The Uttar Pradesh government has done well to suspend the district magistrate and senior police officials for failing to enforce law and order and stanch the violence in Saharanpur. Tensions had been simmering between Dalits and Thakurs in the area for nearly a month. Prompt intervention by the local administration at the outset may well have saved lives and prevented communal polarisation.
On Wednesday, a team of senior bureaucrats, including the state home secretary, arrived in the district to monitor law enforcement. Twenty-four people of the Thakur community were arrested for assaulting Dalits, who had gone to attend a BSP rally. These steps, hopefully, will send out the right signals across the administration and the people, that the government will not brook any attempts to disturb the peace.
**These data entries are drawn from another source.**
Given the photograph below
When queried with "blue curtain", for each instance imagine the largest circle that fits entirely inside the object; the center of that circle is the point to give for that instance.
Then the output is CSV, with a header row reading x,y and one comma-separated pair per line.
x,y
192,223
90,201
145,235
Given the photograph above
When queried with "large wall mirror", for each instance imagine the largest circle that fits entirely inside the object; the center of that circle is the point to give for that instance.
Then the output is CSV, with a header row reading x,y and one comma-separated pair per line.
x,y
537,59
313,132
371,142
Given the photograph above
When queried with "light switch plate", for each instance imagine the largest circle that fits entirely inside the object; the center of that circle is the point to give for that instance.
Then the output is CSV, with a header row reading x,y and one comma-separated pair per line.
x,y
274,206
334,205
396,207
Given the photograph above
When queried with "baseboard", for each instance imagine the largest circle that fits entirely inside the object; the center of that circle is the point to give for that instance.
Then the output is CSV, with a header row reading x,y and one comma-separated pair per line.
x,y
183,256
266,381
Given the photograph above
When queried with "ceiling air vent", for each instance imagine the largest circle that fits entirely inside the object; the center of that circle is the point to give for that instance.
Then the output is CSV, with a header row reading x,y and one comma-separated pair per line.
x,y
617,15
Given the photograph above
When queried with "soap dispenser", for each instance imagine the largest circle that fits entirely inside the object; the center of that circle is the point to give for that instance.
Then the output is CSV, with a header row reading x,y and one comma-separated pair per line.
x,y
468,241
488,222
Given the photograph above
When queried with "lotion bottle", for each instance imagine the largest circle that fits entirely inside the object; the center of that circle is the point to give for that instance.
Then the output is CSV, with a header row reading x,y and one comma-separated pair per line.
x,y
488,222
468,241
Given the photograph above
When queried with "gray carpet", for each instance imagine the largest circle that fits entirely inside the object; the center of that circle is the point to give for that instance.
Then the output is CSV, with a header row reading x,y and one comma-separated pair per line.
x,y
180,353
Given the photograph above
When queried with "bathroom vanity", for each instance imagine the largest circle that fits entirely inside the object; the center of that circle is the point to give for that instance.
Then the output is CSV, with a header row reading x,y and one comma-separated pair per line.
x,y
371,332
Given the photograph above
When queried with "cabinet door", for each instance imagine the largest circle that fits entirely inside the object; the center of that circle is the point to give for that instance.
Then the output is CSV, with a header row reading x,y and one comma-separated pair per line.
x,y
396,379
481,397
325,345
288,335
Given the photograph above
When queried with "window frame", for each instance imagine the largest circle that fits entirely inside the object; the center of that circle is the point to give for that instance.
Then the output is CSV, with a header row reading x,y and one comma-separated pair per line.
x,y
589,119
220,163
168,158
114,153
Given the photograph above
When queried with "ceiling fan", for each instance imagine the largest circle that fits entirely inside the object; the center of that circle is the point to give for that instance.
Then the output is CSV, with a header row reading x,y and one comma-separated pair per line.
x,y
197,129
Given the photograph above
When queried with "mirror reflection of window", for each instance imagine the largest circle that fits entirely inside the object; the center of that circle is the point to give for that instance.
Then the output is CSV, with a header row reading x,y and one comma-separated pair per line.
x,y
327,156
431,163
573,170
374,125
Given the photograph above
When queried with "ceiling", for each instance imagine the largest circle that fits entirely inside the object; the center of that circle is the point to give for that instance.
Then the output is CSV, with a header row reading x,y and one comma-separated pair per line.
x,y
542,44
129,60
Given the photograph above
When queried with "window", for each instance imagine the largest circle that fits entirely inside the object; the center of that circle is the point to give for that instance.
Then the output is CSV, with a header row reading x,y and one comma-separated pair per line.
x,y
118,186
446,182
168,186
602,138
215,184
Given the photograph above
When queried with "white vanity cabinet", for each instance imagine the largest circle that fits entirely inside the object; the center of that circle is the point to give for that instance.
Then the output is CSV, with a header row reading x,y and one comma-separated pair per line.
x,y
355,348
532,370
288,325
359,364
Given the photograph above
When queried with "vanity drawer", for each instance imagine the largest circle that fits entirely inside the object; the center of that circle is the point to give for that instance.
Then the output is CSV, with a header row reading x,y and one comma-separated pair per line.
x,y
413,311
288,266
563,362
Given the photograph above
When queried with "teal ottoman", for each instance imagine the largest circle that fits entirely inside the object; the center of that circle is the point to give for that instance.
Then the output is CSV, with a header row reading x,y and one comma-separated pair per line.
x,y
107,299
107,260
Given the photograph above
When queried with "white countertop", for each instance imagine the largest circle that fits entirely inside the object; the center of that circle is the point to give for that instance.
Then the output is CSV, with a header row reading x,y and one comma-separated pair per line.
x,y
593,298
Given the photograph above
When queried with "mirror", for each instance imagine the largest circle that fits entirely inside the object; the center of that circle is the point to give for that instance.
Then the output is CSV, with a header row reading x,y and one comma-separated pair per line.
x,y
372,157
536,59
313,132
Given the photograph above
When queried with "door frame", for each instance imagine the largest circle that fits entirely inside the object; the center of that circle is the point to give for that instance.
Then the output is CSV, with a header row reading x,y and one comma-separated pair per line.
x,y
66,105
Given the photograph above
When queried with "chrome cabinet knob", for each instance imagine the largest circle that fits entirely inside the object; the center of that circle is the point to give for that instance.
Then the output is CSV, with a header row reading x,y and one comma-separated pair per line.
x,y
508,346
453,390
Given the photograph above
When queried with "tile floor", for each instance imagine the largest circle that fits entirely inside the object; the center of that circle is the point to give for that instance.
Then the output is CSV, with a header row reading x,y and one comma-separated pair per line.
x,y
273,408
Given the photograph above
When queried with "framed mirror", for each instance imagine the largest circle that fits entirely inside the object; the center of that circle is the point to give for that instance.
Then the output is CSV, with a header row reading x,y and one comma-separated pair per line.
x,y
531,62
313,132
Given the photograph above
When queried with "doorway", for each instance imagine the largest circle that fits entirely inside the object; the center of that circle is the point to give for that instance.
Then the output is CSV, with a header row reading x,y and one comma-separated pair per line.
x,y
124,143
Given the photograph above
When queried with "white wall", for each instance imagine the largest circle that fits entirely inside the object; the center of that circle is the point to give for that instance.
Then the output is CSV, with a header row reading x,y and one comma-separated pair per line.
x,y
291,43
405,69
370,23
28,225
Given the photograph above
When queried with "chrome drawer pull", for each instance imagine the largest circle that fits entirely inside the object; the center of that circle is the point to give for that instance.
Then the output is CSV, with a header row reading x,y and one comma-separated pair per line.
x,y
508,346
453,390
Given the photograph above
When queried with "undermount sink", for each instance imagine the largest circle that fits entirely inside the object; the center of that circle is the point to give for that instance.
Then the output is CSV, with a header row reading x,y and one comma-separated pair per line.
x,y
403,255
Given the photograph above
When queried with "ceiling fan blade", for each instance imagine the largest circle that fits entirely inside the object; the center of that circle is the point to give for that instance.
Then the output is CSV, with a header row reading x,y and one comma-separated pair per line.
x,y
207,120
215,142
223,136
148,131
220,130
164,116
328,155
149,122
The region of Western UP, including Saharanpur, has been visibly uneasy since 2013 — several incidents of communal violence have been reported from the region. Successive elections and brutish campaigns, like the one against “love jihad” and for cow protection, have polarised communities. Political parties have backed their preferred constituencies instead of making efforts to calm tempers and restore peace. The singular task before the Yogi Adityanath government now is to repair frayed communal relations in the region. This is especially so since the Yogi’s own ascent to power has the potential to further sharpen these tensions.
The fact is, Adityanath has been seen to be a face of the Hindu hardliners in the state and it’s probable that his supporters now feel emboldened to aggressively champion their political agenda. The formation of the BJP government with a decisive majority also seems to have triggered a redrawing of social equations at the grass roots. Communities which felt left out of the power structure or those that had to yield space to groups previously on the margins, are now looking for ways to reassert themselves, if not to dominate.
The Thakur-Dalit confrontation in Saharanpur points at such faultlines, where the former appears uncomfortable with political assertion by the latter. The rise of the SP and BSP had empowered the backward classes and the Dalits and undermined older hierarchies. The BJP too recalibrated its politics in the state and undertook a creative social engineering to win office. The leadership now needs to signal to its cadres that reviving older confrontations cannot be the way forward in a state looking for development and change.
The challenge for the Adityanath government is to back its show of administrative firmness with a forward-looking politics. The events in Saharanpur threaten to widen old communal faultlines in the state. If it wants to live up to its mandate, the government must fully dispel fears that it will not be even-handed in its conduct and win the trust of all communities.